To isolate the cDNA encoding the rPLRP-2, cDNA was synthesized from rat pancreas RNA with oligo(dT) primer and reverse transcriptase. A region of cDNA encoding lipases was amplified by polymerase chain reaction (PCR) using nested primers. The first set was derived from regions that were identical in the cDNA for hPL, mPLRP-2, rPL, and rPLRP-1 (see Fig. 1). The first PCR reaction contained these primers and the cDNA synthesized from 5 µg of rat pancreas RNA. The mixture was denatured at 94°C for 1 min, annealed, and extended at 60°C for 2 min for 25 cycles. The 285-bp product was isolated from a 2% agarose gel with diethylaminoethyl paper (14). This product was expected to contain sequences of PL, PLRP-1, and PLRP-2. A second set of primers was derived from the mPLRP-2 sequence in a region that has little identity to hPL, rPL, or rPLRP-1; this set of primers was used to amplify the putative rPLRP-2 sequence from an aliquot of the first PCR product (Fig. 1) (2,3).

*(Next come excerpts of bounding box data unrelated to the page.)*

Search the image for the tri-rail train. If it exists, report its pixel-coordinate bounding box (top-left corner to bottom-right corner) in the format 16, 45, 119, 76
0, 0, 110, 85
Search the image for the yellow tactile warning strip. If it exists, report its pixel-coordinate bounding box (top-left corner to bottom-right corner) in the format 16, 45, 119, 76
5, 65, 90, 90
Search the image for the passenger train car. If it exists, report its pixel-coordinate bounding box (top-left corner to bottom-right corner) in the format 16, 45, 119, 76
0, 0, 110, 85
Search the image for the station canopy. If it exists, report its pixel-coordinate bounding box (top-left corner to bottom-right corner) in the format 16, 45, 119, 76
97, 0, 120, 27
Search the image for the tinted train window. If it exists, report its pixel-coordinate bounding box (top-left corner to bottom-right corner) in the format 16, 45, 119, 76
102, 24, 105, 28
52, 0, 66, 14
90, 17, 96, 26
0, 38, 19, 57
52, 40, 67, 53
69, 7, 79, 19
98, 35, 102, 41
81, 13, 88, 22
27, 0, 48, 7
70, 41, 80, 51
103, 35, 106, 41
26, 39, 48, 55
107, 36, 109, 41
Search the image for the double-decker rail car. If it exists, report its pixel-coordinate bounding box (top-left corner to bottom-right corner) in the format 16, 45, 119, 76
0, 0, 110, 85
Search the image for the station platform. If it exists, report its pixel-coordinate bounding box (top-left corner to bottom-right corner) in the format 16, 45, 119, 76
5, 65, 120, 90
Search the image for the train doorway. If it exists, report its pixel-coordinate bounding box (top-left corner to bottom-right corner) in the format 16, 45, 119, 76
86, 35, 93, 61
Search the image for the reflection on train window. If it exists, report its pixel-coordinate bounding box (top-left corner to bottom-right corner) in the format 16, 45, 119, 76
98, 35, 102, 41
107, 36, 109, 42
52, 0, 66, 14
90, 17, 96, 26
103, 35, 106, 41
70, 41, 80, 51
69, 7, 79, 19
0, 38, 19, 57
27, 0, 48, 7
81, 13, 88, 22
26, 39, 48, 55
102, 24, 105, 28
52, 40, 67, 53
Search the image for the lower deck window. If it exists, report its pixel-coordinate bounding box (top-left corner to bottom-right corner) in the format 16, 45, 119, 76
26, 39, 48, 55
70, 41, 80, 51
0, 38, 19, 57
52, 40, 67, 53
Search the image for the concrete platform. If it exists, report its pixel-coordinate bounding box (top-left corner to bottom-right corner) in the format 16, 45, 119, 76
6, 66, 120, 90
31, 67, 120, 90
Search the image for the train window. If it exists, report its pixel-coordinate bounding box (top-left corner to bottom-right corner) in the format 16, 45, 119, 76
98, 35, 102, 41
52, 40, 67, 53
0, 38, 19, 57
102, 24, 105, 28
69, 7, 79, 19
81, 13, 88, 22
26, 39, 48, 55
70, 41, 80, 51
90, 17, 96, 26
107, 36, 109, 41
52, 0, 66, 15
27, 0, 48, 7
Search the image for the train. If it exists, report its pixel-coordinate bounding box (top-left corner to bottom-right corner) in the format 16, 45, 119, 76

This product was the template for a ³²P-labeled probe that was used to screen the rat pancreas cDNA library. The probe was generated with Klenow using the PCR oligonucleotides as primers (14).

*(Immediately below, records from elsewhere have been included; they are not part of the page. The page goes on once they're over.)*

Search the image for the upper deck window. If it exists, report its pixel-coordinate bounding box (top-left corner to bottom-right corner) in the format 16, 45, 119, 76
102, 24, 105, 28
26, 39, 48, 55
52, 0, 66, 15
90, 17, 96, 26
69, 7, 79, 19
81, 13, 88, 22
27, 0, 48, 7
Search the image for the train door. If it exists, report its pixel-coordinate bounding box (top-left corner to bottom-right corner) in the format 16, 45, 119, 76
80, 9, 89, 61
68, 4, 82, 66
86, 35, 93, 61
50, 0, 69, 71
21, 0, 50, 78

Fig. 1 — The region amplified by polymerase chain reaction (PCR): nucleotide sequence for the region of rat pancreatic lipase (rPL), rat pancreatic lipase-related protein-1 (rPLRP-1) (18), and mouse PLRP-2 (mPLRP-2) (2, 3) amplified by PCR. Top sequence is for mPLRP2, a cDNA originally isolated from interleukin-4-stimulated, mouse cytotoxic T lymphocytes (3). Middle sequence is for rPLRP-1; bottom sequence is for rPL. Numbers refer to the base-pair position in the full-length sequence. Sequence of the oligonucleotide primers for the first PCR is underlined. Dashed double line marks nested primers for the second PCR. The 3′-primers were complementary to the given sequence.

Six positive clones were isolated and the λ-DNA prepared. Each had similar size inserts as determined by EcoR I restriction analysis. Each was subcloned into pGEM3Z and sequenced partially as described above. All were identical over the region sequenced, ~ 600 bp. One clone was fully sequenced on both strands.

The rPLRP-1 cDNA was a gift from Dr. Catherine Wicker-Planquart (Marseille, France) (18).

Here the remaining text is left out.